I wonder how the Chinese labs are training a 3 trillion parameter model on what has to be vastly smaller compute resources. If the U.S. compute advantage is persistent, it's hard to imagine that Chinese labs will be able to keep pace forever, as a matter of physics, but... so far they seem to be doing just fine.
Or they just don't actually have any compute access restrictions of significance? Chinese companies can just go use those GPUs in neighboring countries that aren't export-restricted, like Malaysia. Like ByteDance openly did: https://www.tomshardware.com/pc-components/gpus/chinas-byted...
and Tencent is rumored to have done via Japan: https://wccftech.com/china-tencent-gains-access-to-nvidia-bl...

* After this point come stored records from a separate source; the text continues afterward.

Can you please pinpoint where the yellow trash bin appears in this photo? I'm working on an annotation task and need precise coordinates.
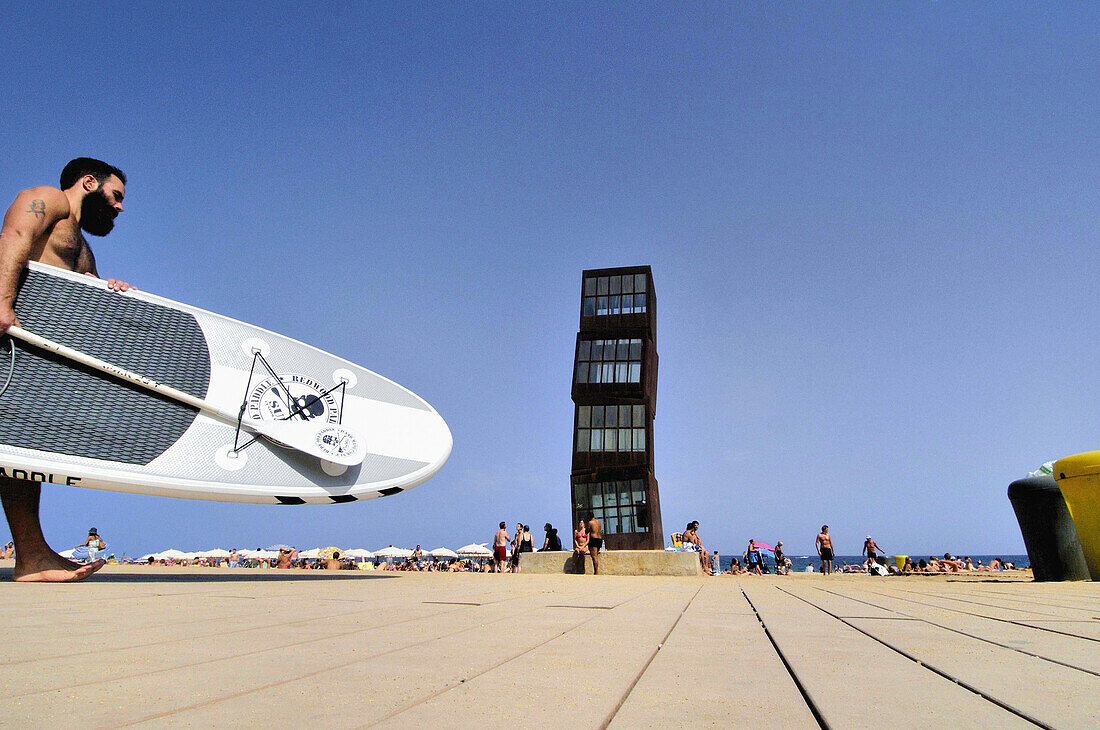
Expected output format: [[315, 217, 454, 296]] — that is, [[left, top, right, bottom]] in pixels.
[[894, 555, 908, 571], [1053, 452, 1100, 580]]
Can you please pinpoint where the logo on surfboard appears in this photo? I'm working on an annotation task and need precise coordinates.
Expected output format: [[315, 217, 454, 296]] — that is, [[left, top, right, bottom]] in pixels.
[[246, 374, 342, 425], [314, 426, 360, 459]]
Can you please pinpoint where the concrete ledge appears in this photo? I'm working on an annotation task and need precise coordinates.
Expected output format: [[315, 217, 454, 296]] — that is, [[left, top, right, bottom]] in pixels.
[[519, 550, 704, 576]]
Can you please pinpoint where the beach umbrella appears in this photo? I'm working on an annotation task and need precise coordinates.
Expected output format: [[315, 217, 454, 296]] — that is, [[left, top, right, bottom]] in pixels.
[[456, 543, 493, 557], [751, 541, 774, 552], [374, 545, 412, 559], [58, 549, 76, 558], [156, 549, 189, 560], [343, 548, 375, 559], [298, 548, 322, 559], [429, 547, 458, 559], [200, 548, 231, 558], [267, 544, 293, 551], [320, 546, 342, 559]]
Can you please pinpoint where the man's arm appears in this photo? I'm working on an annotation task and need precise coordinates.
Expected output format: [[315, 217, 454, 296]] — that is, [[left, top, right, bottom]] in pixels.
[[0, 187, 69, 331]]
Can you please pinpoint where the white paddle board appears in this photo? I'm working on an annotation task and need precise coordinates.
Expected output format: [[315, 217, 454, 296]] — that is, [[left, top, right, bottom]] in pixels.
[[0, 262, 452, 504]]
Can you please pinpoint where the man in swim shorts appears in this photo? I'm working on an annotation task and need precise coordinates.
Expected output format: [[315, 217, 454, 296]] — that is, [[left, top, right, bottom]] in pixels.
[[492, 521, 508, 572], [585, 512, 602, 575], [0, 158, 132, 582], [862, 535, 884, 568], [816, 525, 834, 574]]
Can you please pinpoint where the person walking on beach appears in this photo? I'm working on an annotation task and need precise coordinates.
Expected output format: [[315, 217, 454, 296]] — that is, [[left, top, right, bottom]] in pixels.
[[0, 158, 132, 582], [862, 535, 885, 568], [585, 512, 602, 575], [492, 522, 509, 573], [746, 539, 763, 575], [816, 525, 834, 574], [774, 541, 787, 575]]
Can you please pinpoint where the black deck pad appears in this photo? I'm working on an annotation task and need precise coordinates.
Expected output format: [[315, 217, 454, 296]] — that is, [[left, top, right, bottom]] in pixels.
[[0, 269, 211, 465]]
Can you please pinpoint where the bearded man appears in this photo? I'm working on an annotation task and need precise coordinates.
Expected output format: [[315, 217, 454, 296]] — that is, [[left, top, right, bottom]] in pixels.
[[0, 157, 133, 581]]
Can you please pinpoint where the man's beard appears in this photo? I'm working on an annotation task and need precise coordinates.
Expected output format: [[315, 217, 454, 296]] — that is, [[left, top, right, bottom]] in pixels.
[[79, 189, 117, 236]]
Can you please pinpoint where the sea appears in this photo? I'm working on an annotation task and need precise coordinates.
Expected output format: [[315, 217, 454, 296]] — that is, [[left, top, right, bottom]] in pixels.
[[714, 553, 1030, 574]]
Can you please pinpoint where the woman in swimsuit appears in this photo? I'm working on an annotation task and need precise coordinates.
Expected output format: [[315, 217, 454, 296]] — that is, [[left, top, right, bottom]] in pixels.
[[573, 519, 589, 573]]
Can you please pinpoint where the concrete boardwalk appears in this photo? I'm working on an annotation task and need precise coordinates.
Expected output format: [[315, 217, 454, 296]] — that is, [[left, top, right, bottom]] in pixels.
[[0, 567, 1096, 728]]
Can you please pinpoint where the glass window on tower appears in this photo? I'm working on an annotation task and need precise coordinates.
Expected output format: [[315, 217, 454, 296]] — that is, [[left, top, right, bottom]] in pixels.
[[574, 338, 644, 384]]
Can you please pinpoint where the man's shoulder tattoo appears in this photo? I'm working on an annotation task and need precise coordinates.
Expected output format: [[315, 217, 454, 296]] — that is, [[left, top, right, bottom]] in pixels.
[[27, 199, 46, 219]]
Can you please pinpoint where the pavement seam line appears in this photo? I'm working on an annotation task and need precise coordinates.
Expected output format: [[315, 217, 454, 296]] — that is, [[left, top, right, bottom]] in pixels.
[[107, 597, 549, 729], [862, 588, 1100, 644], [597, 584, 703, 730], [814, 586, 1100, 679], [359, 584, 669, 729], [14, 603, 470, 702], [109, 584, 634, 728], [776, 586, 1054, 730], [741, 587, 830, 730]]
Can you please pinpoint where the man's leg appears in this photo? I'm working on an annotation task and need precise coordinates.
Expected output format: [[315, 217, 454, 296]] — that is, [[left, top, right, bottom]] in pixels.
[[589, 545, 599, 575], [0, 477, 104, 582]]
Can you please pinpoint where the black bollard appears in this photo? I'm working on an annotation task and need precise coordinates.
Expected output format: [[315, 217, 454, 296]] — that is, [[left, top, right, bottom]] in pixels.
[[1007, 475, 1090, 581]]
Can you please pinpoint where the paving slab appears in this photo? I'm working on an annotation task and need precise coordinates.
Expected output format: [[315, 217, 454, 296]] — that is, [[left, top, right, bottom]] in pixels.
[[741, 583, 1034, 729], [819, 585, 1100, 675], [0, 567, 1095, 728], [608, 583, 818, 729]]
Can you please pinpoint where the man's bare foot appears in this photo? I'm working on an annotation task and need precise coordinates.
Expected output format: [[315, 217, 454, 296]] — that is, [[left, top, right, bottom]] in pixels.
[[12, 554, 106, 582]]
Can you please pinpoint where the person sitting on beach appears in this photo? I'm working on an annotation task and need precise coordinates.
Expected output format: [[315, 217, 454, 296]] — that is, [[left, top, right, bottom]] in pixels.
[[572, 518, 589, 573], [684, 521, 712, 575], [940, 554, 965, 572], [77, 528, 105, 563], [723, 556, 744, 575], [540, 523, 562, 551], [2, 541, 13, 559], [902, 556, 914, 573], [276, 548, 294, 569]]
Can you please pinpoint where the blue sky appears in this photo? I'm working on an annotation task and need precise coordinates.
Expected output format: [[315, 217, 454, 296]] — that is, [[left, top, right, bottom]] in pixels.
[[1, 3, 1098, 557]]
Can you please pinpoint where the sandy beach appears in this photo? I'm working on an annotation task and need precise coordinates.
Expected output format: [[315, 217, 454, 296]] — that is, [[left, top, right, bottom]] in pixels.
[[0, 563, 1095, 728]]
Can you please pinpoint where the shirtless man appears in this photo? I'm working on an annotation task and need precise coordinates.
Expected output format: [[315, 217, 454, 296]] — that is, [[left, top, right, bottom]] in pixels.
[[862, 535, 885, 568], [685, 521, 712, 575], [0, 158, 132, 582], [585, 512, 602, 575], [492, 521, 509, 573], [816, 525, 834, 575]]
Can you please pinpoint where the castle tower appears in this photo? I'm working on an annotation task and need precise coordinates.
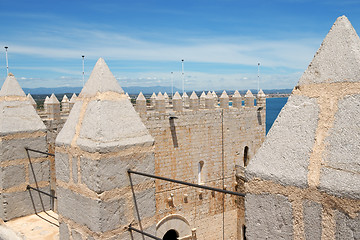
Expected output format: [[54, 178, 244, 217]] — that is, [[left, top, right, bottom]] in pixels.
[[0, 73, 49, 220], [55, 58, 155, 239], [172, 91, 183, 112], [61, 95, 70, 113], [244, 90, 254, 107], [199, 91, 206, 108], [189, 91, 199, 111], [69, 93, 77, 111], [219, 90, 229, 109], [27, 93, 37, 109], [205, 91, 214, 109], [245, 16, 360, 239], [136, 91, 147, 113], [232, 90, 242, 108]]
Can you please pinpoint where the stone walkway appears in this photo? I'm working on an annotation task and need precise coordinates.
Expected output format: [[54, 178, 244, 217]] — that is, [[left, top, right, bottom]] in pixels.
[[2, 211, 59, 240]]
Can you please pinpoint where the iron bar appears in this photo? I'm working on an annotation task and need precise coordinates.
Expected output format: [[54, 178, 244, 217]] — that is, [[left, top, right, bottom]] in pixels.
[[27, 185, 57, 199], [25, 147, 55, 156], [127, 169, 245, 197], [128, 225, 162, 240]]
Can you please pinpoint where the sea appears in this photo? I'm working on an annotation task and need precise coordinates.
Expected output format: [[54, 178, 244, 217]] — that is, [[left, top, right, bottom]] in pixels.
[[266, 97, 288, 134]]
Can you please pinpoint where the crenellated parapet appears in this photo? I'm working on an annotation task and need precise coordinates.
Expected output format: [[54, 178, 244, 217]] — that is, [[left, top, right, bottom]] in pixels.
[[133, 89, 266, 115]]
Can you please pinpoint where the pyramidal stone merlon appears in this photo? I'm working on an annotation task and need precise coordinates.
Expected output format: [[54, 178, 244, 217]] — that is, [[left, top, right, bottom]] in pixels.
[[0, 74, 46, 134], [299, 15, 360, 85], [0, 73, 47, 221], [56, 58, 153, 149], [245, 16, 360, 240], [55, 58, 155, 238]]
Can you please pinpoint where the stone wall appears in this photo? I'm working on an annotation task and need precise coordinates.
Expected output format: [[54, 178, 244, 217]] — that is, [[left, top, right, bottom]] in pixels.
[[139, 99, 265, 239]]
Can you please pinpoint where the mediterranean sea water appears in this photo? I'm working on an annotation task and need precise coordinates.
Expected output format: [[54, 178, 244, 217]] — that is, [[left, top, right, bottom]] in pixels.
[[266, 97, 288, 134]]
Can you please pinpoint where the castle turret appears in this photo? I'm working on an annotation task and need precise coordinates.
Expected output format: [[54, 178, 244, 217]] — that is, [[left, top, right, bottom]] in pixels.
[[189, 91, 199, 111], [0, 73, 48, 221], [55, 58, 155, 239], [244, 90, 254, 107], [219, 90, 229, 109], [27, 93, 37, 109], [205, 91, 214, 109], [156, 92, 166, 113], [136, 91, 147, 113], [172, 91, 183, 112], [47, 93, 60, 120], [232, 90, 242, 108]]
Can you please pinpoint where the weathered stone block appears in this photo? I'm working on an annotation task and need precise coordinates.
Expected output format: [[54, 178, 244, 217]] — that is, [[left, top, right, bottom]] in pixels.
[[72, 157, 78, 183], [55, 152, 70, 183], [1, 165, 26, 189], [303, 200, 322, 240], [245, 193, 293, 240], [1, 187, 51, 221], [1, 136, 47, 161], [29, 160, 50, 184], [246, 95, 319, 188], [80, 152, 154, 193], [59, 221, 70, 240], [335, 210, 360, 239], [320, 94, 360, 199], [57, 187, 126, 233], [133, 188, 156, 219]]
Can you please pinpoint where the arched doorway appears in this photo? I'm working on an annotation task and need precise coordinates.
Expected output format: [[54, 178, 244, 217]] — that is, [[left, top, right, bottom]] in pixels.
[[156, 214, 192, 239], [163, 229, 179, 240]]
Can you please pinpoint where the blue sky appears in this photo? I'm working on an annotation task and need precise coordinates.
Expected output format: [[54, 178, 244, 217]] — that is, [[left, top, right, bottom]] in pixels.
[[1, 0, 360, 91]]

And that's not even considering just smuggling the GPUs in by eg buying them in Singapore.
AI-specific chips also seem to be on the easier side to design & create relative to high performance CPUs & GPUs, so there's no particular reason to expect Chinese domestic designs to continuously lag behind. They have access to the same fabs, after all
The Chinese just saved the world economy by draining their absurdly enormous oil storage reserves nobody knew they had, wouldn't surprise me if they had lots of hidden compute too.
It's not like same parameter count models are identical, so that doesn't appear to be an indicator for quality, or even compute requirements?
There seems to be more to producing a better model than brute forcing parameter count after all.
Training and serving large models does require increasingly more compute, though. (The Chinese labs have clearly found some massive optimizations, but my point was that you'd think at some point even those optimizations wouldn't be enough to keep up with exponentially increasing model sizes.)